Indeed, we’re human: We don’t do the dishes immediately after breakfast, lunch, or dinner, but we always have breakfast, lunch, and dinner on time. We don’t clean a mess immediately but we appreciate guests who are tidy. We procrastinate on assignments, duties, and taking out the trash, but we like orderly societies. We love our philosophy but we don’t want others to have it.
“Don’t postpone today what you can put off tomorrow,” said Socrates after he was found guilty and asked when the date of his execution should be. Well, I’ve fooled around too much—Socrates never said that, but it still shows how powerful philosophy could be had he simply uttered those words. This here wouldn’t have been a big problem.
Ah, just look at me. I finally want to clean the table and not because I want to actually do it, but because there’s no longer any space on the table and we don’t have another table to eat on. Except for quarantines, it’s always good when life forces things on you.

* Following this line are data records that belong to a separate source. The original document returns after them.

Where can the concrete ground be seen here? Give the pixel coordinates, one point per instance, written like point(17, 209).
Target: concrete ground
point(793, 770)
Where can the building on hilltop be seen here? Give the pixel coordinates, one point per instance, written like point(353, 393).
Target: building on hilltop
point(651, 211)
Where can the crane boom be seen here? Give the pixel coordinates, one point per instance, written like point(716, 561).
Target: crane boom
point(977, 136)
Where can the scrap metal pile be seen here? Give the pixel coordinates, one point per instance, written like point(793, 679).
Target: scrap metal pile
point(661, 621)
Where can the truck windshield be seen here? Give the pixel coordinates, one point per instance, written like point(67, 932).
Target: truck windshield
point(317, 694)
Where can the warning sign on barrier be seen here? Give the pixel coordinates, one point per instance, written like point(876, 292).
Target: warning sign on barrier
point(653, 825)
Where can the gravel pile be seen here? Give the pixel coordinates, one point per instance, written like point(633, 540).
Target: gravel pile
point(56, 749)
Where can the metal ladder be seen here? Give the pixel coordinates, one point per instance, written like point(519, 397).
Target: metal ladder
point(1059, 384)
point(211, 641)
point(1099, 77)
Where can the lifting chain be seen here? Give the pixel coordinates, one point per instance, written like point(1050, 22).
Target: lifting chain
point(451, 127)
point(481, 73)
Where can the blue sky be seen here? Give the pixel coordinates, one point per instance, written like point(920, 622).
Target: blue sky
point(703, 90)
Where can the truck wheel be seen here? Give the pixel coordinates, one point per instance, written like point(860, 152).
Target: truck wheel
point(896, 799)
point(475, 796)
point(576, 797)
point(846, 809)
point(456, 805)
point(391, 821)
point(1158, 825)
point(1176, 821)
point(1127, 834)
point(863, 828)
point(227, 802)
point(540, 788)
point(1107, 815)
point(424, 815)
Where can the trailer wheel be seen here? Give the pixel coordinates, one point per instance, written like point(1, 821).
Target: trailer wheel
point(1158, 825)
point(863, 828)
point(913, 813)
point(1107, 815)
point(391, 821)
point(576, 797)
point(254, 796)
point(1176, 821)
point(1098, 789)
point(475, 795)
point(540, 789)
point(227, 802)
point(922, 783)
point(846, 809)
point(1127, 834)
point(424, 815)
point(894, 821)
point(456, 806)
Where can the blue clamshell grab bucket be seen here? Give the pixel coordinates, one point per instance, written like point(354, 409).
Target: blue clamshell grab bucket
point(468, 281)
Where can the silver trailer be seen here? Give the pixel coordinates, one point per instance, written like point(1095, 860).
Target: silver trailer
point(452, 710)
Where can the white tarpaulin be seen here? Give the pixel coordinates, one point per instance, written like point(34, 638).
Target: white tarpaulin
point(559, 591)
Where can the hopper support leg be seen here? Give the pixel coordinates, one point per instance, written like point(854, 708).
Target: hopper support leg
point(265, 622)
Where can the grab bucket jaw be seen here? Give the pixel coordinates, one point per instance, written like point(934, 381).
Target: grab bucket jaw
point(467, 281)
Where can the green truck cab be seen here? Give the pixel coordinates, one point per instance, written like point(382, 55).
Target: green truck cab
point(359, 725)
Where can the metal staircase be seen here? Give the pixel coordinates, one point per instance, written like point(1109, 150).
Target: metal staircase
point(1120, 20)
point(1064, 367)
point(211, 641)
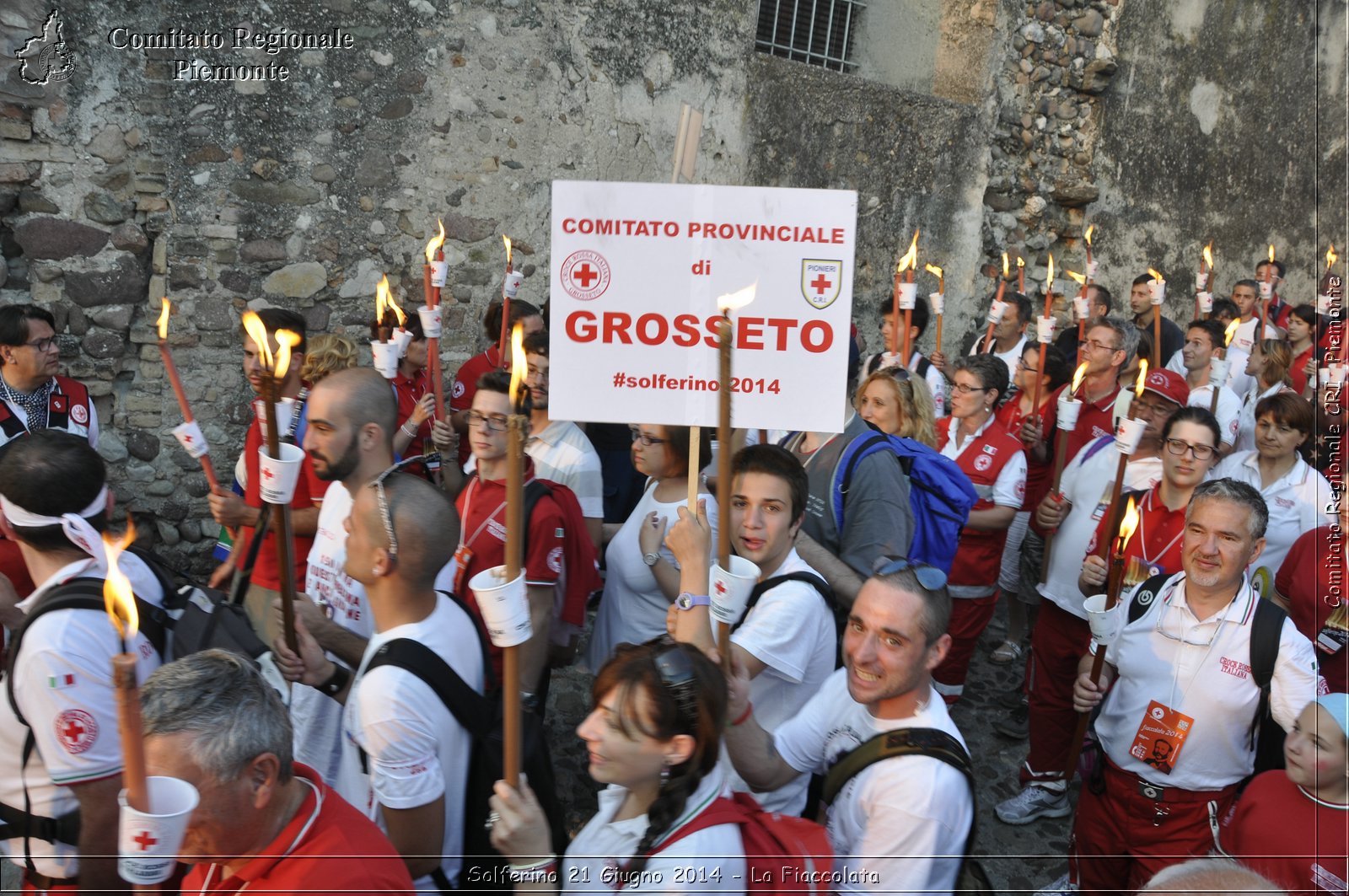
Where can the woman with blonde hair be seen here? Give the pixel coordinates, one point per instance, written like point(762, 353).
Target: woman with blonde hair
point(897, 406)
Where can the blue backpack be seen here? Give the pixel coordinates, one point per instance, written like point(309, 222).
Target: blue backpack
point(939, 493)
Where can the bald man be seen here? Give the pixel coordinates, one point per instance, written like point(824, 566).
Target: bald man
point(350, 440)
point(402, 534)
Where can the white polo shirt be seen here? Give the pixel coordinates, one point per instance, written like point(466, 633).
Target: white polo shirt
point(1201, 668)
point(1298, 502)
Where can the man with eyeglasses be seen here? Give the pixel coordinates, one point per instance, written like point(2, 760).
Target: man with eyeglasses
point(406, 763)
point(900, 824)
point(1061, 632)
point(1182, 673)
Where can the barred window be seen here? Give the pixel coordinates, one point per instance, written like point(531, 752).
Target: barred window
point(813, 31)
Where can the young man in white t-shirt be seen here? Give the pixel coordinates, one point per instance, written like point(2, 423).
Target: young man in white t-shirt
point(401, 534)
point(787, 640)
point(350, 440)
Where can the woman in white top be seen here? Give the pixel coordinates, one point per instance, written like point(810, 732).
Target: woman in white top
point(641, 574)
point(1295, 494)
point(1268, 363)
point(653, 740)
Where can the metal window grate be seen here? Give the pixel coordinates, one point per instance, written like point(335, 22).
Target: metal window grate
point(813, 31)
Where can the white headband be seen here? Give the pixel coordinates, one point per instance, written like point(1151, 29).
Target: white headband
point(74, 525)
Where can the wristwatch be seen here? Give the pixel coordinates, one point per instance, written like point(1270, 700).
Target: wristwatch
point(690, 601)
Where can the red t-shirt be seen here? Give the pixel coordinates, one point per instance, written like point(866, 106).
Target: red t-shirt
point(482, 513)
point(1155, 547)
point(1306, 579)
point(1039, 476)
point(465, 385)
point(339, 850)
point(267, 571)
point(1278, 830)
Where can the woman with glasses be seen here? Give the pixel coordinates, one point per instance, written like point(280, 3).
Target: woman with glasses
point(1268, 363)
point(1190, 442)
point(897, 406)
point(653, 741)
point(995, 462)
point(642, 575)
point(1297, 496)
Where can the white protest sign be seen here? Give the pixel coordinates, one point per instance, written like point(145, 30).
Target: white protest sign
point(636, 274)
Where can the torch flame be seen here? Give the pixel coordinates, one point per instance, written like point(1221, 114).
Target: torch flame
point(517, 362)
point(164, 319)
point(1128, 523)
point(258, 332)
point(287, 341)
point(436, 242)
point(737, 300)
point(1078, 377)
point(116, 588)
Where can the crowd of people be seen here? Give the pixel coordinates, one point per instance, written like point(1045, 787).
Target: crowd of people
point(1218, 710)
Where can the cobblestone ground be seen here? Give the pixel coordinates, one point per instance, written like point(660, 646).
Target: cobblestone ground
point(1018, 860)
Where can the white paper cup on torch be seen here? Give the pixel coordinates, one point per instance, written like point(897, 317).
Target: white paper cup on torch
point(148, 842)
point(1105, 624)
point(386, 358)
point(277, 476)
point(1069, 410)
point(1128, 433)
point(730, 588)
point(505, 606)
point(431, 320)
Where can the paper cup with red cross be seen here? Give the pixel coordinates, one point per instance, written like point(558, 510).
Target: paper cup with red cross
point(148, 842)
point(730, 588)
point(277, 476)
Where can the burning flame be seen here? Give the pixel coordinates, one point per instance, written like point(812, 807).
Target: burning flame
point(737, 300)
point(517, 362)
point(258, 332)
point(1128, 523)
point(116, 588)
point(911, 258)
point(436, 242)
point(1078, 377)
point(164, 320)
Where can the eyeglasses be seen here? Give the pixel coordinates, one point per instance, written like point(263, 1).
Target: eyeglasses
point(1180, 446)
point(384, 516)
point(928, 577)
point(497, 422)
point(647, 440)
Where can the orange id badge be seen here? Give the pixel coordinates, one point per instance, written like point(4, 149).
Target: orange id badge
point(1160, 737)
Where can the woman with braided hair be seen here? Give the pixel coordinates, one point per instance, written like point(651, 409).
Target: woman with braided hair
point(653, 740)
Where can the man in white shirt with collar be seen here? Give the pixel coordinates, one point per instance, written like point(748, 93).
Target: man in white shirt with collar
point(54, 498)
point(1182, 673)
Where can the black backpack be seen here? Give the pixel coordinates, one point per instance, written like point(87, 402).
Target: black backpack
point(481, 716)
point(1266, 628)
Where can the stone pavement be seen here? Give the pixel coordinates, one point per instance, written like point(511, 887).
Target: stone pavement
point(1018, 860)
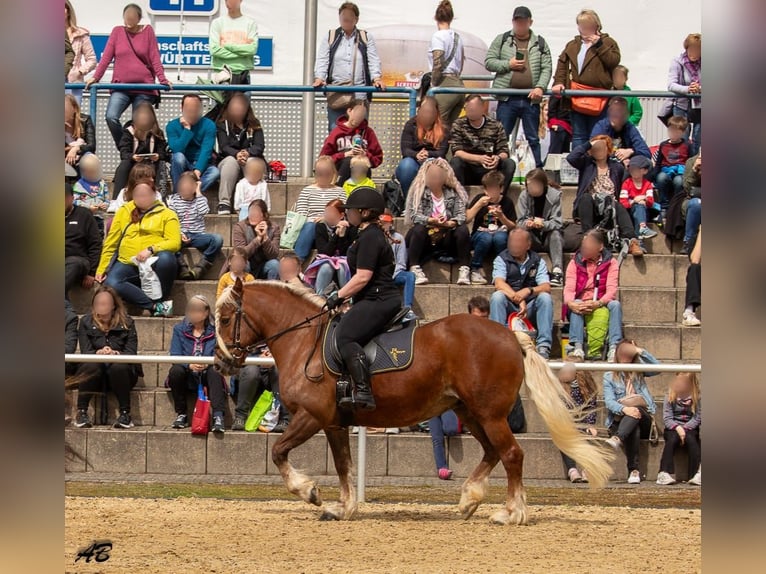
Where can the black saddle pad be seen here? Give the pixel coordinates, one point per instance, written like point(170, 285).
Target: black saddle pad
point(389, 351)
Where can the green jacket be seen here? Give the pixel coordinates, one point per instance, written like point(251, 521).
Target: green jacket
point(499, 56)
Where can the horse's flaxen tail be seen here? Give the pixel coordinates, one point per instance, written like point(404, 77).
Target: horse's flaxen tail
point(551, 401)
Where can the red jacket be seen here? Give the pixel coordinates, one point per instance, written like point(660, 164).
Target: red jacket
point(341, 139)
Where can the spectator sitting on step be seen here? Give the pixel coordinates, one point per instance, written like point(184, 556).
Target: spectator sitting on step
point(540, 214)
point(82, 244)
point(191, 207)
point(259, 236)
point(352, 137)
point(436, 210)
point(479, 144)
point(629, 405)
point(523, 286)
point(251, 187)
point(682, 415)
point(192, 140)
point(240, 138)
point(142, 142)
point(91, 191)
point(142, 228)
point(424, 136)
point(195, 336)
point(592, 281)
point(312, 200)
point(106, 330)
point(493, 215)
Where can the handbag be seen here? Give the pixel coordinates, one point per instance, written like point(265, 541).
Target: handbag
point(587, 105)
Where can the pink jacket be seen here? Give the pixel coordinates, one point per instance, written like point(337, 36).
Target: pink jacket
point(84, 56)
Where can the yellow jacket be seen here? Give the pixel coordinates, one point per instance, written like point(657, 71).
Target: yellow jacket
point(158, 228)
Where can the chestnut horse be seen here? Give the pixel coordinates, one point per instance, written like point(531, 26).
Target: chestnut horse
point(465, 363)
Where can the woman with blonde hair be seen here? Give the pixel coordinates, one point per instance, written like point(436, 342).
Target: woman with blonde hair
point(436, 210)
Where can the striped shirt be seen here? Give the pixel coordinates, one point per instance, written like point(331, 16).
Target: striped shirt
point(312, 200)
point(191, 212)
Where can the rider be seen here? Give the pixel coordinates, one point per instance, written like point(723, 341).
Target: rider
point(376, 298)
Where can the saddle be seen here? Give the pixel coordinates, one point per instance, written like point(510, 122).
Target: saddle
point(392, 350)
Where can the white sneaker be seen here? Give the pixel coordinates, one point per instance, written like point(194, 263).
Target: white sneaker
point(464, 275)
point(420, 276)
point(665, 479)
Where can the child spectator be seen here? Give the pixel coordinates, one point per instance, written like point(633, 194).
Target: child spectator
point(540, 214)
point(251, 187)
point(191, 207)
point(360, 167)
point(237, 262)
point(637, 196)
point(682, 414)
point(581, 387)
point(91, 191)
point(493, 215)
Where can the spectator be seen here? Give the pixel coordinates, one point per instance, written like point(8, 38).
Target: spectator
point(237, 263)
point(629, 405)
point(620, 81)
point(141, 228)
point(582, 390)
point(352, 137)
point(436, 210)
point(191, 208)
point(195, 336)
point(79, 132)
point(338, 59)
point(251, 187)
point(84, 57)
point(259, 236)
point(91, 191)
point(424, 136)
point(479, 144)
point(333, 236)
point(493, 215)
point(627, 141)
point(592, 281)
point(312, 200)
point(82, 244)
point(540, 214)
point(523, 286)
point(600, 176)
point(446, 57)
point(685, 77)
point(240, 137)
point(133, 49)
point(521, 60)
point(589, 60)
point(192, 141)
point(107, 330)
point(142, 142)
point(682, 415)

Think of the alcoholics who don’t drink anymore, not because they had the willpower to stop, but because their body no longer let them. A similar argument for enduring quarantines still hasn’t blessed me, but that’s because I’m not a philosopher. I live in the natural world; cleanliness is only enjoyable after the cleaning’s been done.
All the way from quarantined Italy: I may seem crazy now, but in a month everyone here will be no different.